While forensic investigation of attacks is important, it cannot substitute for preventing the attack. This is the cyber equivalent of shutting the barn door after the horse has bolted. While the emphasis on forensics is understandable given the historical audit-driven approach to security, it is serving us poorly in our efforts to truly prevent our adversaries from successfully attacking us. In early 2009, the Pentagon announced that it had spent more than $100 million in a six-month period dealing with the aftermath of attacks.
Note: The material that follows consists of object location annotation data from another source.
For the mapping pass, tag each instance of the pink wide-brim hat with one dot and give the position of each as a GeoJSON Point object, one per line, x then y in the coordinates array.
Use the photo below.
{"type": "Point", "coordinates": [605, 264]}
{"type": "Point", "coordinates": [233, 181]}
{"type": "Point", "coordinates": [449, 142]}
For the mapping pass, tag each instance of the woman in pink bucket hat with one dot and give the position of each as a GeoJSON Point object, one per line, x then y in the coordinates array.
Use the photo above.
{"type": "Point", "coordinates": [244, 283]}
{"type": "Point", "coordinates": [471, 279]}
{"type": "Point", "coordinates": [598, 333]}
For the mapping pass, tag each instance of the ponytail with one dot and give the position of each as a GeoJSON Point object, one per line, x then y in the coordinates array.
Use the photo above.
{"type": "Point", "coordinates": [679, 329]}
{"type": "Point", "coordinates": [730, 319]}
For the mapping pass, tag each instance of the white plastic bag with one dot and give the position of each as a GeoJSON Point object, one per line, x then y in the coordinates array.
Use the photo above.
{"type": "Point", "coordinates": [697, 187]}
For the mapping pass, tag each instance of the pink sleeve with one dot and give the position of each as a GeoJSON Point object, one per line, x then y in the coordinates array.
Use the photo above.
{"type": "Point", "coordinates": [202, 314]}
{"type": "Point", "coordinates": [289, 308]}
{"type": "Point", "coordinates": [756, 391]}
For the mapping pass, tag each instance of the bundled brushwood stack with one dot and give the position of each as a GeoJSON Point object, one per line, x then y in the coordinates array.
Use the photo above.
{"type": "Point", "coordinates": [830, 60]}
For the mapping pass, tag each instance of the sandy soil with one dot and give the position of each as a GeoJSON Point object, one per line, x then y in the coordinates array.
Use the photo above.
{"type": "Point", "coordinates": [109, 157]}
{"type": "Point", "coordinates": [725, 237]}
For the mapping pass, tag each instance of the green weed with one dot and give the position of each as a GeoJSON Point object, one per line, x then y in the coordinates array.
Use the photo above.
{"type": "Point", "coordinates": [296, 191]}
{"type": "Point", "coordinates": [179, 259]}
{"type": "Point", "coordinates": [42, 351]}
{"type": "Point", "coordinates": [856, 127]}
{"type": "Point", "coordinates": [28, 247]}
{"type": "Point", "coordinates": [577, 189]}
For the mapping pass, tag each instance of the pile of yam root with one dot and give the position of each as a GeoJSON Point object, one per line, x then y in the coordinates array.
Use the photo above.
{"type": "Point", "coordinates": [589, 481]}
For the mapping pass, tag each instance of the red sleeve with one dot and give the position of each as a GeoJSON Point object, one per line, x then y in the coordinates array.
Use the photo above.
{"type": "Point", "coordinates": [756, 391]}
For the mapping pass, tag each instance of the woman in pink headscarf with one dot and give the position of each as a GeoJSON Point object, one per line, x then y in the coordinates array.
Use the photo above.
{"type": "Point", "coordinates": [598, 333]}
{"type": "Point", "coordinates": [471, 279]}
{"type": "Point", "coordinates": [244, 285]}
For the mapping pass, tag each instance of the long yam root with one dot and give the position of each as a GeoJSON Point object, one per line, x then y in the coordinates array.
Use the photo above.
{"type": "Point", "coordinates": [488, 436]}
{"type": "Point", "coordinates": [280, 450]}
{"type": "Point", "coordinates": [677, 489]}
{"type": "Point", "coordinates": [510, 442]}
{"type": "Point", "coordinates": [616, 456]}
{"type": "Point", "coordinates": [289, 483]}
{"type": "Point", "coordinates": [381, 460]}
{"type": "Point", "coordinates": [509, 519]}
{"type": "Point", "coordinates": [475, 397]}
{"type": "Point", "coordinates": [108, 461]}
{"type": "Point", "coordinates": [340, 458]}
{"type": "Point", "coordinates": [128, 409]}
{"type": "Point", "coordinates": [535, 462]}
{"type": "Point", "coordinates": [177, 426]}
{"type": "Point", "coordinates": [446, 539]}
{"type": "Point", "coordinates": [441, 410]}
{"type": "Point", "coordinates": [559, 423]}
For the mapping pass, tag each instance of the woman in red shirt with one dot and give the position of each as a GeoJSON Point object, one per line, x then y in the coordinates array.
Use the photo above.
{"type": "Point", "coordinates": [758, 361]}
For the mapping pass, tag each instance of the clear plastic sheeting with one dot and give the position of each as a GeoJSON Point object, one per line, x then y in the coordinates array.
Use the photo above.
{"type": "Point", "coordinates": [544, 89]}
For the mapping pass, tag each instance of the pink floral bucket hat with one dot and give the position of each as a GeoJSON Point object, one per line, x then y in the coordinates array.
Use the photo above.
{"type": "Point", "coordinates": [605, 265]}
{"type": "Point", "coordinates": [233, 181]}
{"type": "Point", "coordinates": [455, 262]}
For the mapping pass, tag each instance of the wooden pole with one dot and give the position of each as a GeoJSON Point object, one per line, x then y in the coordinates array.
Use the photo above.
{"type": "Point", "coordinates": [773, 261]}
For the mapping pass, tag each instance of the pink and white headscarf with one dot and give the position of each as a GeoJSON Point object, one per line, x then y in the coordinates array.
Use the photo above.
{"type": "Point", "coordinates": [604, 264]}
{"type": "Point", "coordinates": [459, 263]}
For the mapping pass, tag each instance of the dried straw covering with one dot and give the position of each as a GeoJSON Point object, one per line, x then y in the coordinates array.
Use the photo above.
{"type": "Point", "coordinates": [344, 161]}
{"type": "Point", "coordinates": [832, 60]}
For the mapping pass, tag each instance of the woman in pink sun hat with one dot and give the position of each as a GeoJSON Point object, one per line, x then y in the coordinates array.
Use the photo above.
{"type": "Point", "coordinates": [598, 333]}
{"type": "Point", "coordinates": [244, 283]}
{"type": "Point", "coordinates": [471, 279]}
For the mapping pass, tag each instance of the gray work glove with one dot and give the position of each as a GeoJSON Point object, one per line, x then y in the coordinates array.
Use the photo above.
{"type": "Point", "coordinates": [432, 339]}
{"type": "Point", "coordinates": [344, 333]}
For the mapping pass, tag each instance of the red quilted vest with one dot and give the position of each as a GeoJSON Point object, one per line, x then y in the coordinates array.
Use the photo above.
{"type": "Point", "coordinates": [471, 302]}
With its great complexity and rapid rates of change, situational awareness is even more critical in cyberspace than in the kinetic realm. Unfortunately, it has received less attention than it requires. As such, valuable resources are expended recovering from attacks rather than preventing them. The complexity and rate of change of information systems, adversarial threats and security architectures grows every year. The challenges of situational awareness have progressed far beyond traditional manual capabilities and assessments. Only sophisticated, powerful automation can ensure that our cyber defenses are continuously able to stop attacks before they reach their objectives. Deployment of these capabilities is critical if we are not to become lost in the fog of cyberwar. AFJ

Mike Lloyd is chief scientist at RedSeal Systems. He has more than 20 years experience in the modeling and simulation of dynamic systems.